The Internet is full of quotes and sayings that portray bragging or boasting in a negative light. I’d include a few here... if I could find credible sources for them. (Of course it’s the pithiest ones that seem to be the least reliable.) And we all probably have that one friend who can be counted on to tell long-winded, self-congratulatory tales until we exclaim “Oh, look at the time!” and then hurry away.
So we dial back the bragging, restraining ourselves from telling others about the great things we just did, until some of us even learn to deflect real praise with an “Oh, it was nothing,” or even the dreaded “No problem.”
Here’s the thing, though: While “limit your bragging” is usually good advice in friendships, it can’t apply at work.
All right, maybe your peers don’t want to hear you go on and on about how great you are any more than your friends do. Let me be more specific. If you want to advance your career, you have to learn how to brag to your boss. I’ve decided to call it “bragging up.”
Some of you might be pretty good at this already. Your manager always knows what latest and greatest things you’re working on—not necessarily because she asked, but because you told her. You’ve learned how to present your work so the focus is on the benefit to the company, not just on the cool thing you’ve just figured out (Even if the “cool factor” is what got you excited about that project in the first place.) If so, congratulations! You probably don’t need to read the rest of this letter.

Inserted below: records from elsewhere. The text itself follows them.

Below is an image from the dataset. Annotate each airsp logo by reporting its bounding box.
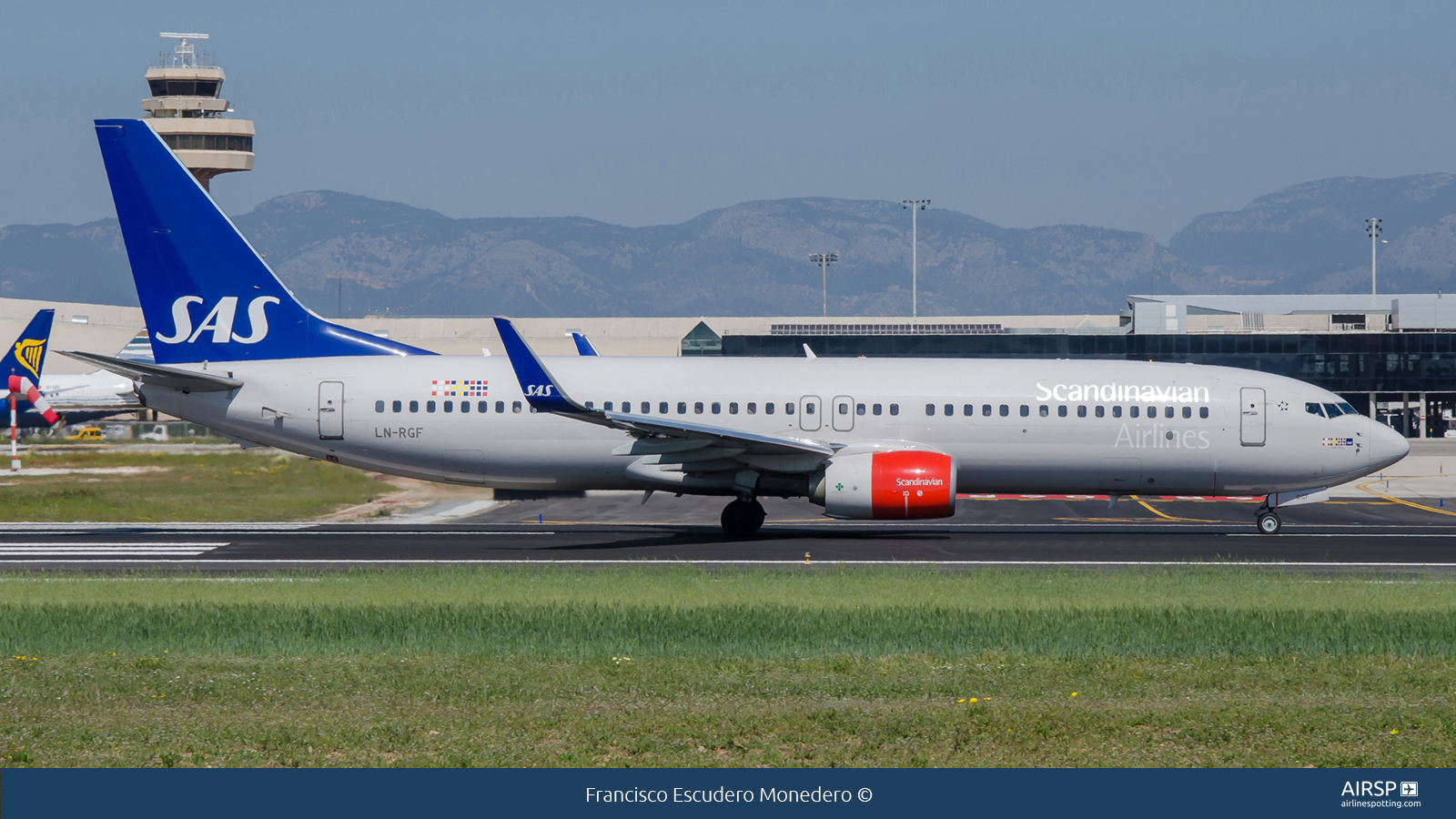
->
[156,296,278,344]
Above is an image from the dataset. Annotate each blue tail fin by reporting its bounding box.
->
[96,119,432,364]
[0,310,56,386]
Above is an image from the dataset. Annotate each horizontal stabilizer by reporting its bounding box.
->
[56,349,243,392]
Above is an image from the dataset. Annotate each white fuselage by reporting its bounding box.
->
[143,356,1410,494]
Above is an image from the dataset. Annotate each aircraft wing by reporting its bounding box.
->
[56,349,243,392]
[495,318,834,466]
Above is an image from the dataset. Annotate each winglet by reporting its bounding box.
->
[495,317,592,415]
[571,332,602,356]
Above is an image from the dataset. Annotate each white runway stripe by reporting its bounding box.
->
[0,541,228,553]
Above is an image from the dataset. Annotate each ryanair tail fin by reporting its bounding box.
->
[96,119,434,364]
[0,310,56,383]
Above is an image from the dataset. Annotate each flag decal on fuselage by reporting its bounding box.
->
[15,339,46,379]
[430,379,490,398]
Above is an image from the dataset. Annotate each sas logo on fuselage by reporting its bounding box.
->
[156,296,278,344]
[15,339,46,379]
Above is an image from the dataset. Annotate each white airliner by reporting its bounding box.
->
[67,119,1410,536]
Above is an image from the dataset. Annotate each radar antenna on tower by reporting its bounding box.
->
[141,31,253,188]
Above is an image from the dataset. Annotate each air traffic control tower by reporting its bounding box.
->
[141,32,253,188]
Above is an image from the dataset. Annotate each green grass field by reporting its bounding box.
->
[0,446,393,521]
[0,567,1456,765]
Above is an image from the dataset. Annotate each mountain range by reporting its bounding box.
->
[0,174,1456,318]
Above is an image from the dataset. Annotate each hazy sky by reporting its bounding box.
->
[0,0,1456,242]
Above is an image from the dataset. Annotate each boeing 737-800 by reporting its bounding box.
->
[70,119,1410,536]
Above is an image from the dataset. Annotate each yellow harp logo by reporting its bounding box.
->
[15,339,46,378]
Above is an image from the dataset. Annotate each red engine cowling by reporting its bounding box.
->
[823,450,956,521]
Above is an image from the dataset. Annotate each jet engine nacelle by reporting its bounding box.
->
[814,450,956,521]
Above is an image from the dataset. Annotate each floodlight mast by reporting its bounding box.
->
[900,199,930,318]
[1366,218,1381,296]
[810,254,839,318]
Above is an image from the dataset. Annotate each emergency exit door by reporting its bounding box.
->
[318,380,344,440]
[1239,386,1265,446]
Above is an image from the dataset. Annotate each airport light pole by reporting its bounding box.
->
[900,199,930,318]
[1366,218,1385,296]
[810,254,839,318]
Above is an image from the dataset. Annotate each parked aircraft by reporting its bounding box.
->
[67,119,1410,536]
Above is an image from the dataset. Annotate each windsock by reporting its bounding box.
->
[10,376,61,424]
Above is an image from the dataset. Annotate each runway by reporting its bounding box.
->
[0,494,1456,572]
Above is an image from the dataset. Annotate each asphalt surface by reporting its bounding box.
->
[0,494,1456,571]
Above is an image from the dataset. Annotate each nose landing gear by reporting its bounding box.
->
[719,500,767,540]
[1258,507,1284,535]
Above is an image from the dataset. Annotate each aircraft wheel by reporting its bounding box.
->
[1259,511,1283,535]
[719,500,766,540]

What if you’re not quite ready to brag? Maybe you’re not quite sure what your management is looking for when they consider promotions and raises. Ideally, you’d get this information through performance reviews of one form or another, but if you don’t, there’s still a simple way to find out: ask. Set up a one-on-one conversation with your manager, and discuss your potential career path. What do you want your role to be? Are you on track to achieve it? If not, what should you be doing to get there?
With that information, you can start gathering data. Consider keeping a notebook or document summarizing your work every week. You can track projects you’ve worked on, questions you’ve asked and answered, or non-project challenges you’ve solved. Writing it down as you go along might sound like work, but it’s easier than trying to remember it later!
Then, in a few months, you can have another check-in. “Remember those goals we set? Here’s what I’ve been working on to accomplish them, and here’s what I’ve learned along the way.” Include hard data when you can—was your project under budget? Did you complete a task ahead of schedule?—and if you don’t have actual numbers, be as specific with other details as you can.
It might be uncomfortable at first, but learning to present your achievements in a descriptive, matter-of-fact way is an extremely useful skill. Remember, your colleagues have their own work to do—they can’t keep up with what you’re doing without a little help. Polish up your bragging skills, and you’ll guarantee that your valuable contributions are noticed.
What do you think? We had “lean in” a few years ago... can we make “brag up” the next big thing?